Taking #selfhosting to the next level 😂 Built a small server for locally hosted LLM, to be used as a brain for my #openclaw assistants. It might be not the smartest one amongst OpenAI and Anthropic models, but hey, self-hosting is not about getting the best experience, it's about freedom! So I challenged myself to squeeze as much as possible out of this setup with system prompts and instructions.

1/2

Same box is running all my self-hosted stack, which today includes: #mastodon, #NextCloud, #bluesky PDS, #Matrix (also serves as main channel in OpenClaw gateway), homepage web-server, and a backend for a few non-AI Matrix-bots. In total 15 containers. That's not including a Raspberry Pi 5 running #homeassistant and #mqtt broker.

2/2

@m3211n

Do you mind sharing your specs? I'm running things on older hardware, and let me tell you that when it restarts and all those containers want to start up at the same time....

@StevenSaus

Sure!
- CPU Ryzen 5 5500 (sitting in B550-F Mobo),
- 32GB DDR4 RAM
- 2x RTX 5060 Ti GPUs, 16 GB VRAM each.
- Tiny NVMe 128GB for system (Ubuntu Server 24.04 LTS)
- 1TB SSD for models
- 2TB HDD for NextCloud (planning to add one more as a RAID mirror)

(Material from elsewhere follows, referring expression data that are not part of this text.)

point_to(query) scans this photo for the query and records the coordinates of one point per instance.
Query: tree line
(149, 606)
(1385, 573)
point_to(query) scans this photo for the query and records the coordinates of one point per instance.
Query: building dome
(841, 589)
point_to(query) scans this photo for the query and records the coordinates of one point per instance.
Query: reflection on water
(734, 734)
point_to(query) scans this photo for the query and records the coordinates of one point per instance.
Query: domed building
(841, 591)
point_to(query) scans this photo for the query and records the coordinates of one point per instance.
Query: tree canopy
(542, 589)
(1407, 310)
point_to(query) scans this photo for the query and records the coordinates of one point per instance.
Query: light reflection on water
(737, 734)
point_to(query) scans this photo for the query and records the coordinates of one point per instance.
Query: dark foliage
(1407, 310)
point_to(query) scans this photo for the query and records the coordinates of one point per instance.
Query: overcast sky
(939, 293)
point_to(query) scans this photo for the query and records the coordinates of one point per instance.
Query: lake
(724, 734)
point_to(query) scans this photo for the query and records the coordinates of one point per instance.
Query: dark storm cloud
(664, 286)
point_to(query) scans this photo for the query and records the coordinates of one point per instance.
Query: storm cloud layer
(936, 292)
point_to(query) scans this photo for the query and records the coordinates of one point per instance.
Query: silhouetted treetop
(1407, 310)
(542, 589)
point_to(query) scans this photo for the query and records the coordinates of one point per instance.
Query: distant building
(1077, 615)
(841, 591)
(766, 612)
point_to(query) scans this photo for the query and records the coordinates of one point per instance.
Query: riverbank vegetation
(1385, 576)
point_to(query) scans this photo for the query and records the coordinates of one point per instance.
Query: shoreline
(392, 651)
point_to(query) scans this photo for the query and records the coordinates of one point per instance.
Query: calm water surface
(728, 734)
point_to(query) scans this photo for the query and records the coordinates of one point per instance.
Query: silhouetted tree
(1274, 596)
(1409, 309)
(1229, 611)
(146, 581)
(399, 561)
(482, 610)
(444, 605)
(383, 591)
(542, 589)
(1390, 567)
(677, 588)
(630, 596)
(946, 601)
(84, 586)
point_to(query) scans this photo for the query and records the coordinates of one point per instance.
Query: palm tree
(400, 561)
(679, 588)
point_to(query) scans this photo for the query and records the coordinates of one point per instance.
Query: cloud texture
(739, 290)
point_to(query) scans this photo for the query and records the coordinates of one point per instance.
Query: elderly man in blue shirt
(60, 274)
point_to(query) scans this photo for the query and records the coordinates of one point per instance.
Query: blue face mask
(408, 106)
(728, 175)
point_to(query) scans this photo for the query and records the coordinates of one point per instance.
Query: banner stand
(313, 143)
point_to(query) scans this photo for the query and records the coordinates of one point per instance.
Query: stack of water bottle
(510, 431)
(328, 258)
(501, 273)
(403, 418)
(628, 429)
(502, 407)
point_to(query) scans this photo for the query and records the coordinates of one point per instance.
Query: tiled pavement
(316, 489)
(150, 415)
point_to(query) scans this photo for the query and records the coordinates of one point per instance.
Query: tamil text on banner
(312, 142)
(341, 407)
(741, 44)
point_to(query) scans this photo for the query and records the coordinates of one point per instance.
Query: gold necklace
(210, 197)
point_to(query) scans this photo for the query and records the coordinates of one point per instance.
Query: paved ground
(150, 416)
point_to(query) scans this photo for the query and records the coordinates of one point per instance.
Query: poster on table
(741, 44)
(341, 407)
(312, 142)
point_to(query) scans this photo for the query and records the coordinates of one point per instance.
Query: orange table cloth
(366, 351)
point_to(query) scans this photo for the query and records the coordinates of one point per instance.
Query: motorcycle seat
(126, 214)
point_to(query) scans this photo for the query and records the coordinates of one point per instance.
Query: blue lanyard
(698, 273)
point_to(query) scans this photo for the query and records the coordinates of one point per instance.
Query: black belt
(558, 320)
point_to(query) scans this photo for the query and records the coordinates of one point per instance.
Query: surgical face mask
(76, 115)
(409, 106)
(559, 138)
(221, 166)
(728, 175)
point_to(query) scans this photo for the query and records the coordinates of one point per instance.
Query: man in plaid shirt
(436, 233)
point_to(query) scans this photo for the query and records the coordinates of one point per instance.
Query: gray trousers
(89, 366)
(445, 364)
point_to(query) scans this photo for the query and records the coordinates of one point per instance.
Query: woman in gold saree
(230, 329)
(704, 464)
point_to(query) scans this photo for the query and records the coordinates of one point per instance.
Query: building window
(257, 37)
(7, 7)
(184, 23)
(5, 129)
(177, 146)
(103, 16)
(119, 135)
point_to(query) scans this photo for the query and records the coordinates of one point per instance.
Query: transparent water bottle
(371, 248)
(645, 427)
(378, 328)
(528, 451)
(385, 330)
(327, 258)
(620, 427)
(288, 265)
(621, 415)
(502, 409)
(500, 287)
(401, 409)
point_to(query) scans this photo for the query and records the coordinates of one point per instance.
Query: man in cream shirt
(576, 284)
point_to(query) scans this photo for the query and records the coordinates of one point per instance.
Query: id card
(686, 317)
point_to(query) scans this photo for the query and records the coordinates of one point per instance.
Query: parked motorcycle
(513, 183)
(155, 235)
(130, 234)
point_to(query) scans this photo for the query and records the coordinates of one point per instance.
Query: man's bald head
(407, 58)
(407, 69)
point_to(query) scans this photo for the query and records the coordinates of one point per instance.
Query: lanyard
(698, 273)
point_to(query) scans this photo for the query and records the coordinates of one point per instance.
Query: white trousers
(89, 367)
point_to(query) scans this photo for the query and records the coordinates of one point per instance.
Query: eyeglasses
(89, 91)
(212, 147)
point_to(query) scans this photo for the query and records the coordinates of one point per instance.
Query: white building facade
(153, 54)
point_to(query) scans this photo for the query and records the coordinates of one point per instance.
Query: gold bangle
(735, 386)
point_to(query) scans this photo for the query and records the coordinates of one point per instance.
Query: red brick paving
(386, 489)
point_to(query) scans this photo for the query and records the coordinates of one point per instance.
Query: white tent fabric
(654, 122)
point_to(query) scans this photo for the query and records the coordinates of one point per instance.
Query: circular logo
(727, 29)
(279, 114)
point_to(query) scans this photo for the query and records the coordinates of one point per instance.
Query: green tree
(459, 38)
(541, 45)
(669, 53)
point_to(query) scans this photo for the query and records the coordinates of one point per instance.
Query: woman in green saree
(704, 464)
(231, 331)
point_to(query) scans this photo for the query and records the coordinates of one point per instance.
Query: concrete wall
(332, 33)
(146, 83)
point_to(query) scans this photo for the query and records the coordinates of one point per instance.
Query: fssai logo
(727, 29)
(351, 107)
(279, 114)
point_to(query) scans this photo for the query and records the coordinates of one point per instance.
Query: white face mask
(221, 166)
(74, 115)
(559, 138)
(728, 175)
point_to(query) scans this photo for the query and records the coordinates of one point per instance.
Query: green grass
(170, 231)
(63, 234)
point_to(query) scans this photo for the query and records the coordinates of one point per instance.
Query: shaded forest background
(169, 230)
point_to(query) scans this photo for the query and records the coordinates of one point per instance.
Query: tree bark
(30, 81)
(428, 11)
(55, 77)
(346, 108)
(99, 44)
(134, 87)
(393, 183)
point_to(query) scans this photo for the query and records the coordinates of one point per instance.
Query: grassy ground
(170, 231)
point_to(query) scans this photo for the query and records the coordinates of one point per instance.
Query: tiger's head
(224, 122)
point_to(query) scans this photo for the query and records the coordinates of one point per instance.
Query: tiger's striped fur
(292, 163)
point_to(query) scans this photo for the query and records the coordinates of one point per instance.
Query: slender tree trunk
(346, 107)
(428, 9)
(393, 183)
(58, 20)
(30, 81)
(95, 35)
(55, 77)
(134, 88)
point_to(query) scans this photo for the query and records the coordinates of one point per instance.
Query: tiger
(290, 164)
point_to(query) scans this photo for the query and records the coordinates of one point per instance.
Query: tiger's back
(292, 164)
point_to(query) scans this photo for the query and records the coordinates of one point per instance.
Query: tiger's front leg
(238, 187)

It's actually a quite recent upgrade. Most of these containers, except for llama.cpp and mastodon were running on Raspberry Pi 5, which is now comfortably chilling with only two services left 😂

@m3211n which model are you running?

@lobstermane

Qwen3.6 27B. I still set things up and have Claude from my GH Pro subscription on a backup, but it looks very promising!

@m3211n @lobstermane How's your response time? I have a 12th gen i9 with 64GB and one 5070 ti card (8GB), ollama is running gemma4 26B, and HomeAssistant still takes 22 seconds or more to figure out how to turn on a light.

@targetdrone

Oh, I only use the android app and web UI on PC to steer HA remotely. A couple of light bulbs and self-made weather station not really worth it to loop in any AI at this point.

Though I asked my OpenClaw bot to turn on the lights over HA API once just for fun, and it took it around 15-20 seconds too, but I think that's because it had to "think", find appropriate API endpoint, fire a request etc. If I'd write a skill with clear instructions it should've done it much faster.

@m3211n Thanks. We have built a decade long habit of using Alexa to run lights and stuff, and now I'm always looking to trade all the Amazon stuff for local, so that's my go-to benchmark.

Right now it looks like I'd be better served by adding more regexp patterns to the HA sentence parser instead of trying to optimize a giant LLM that's clearly unsuited to the task.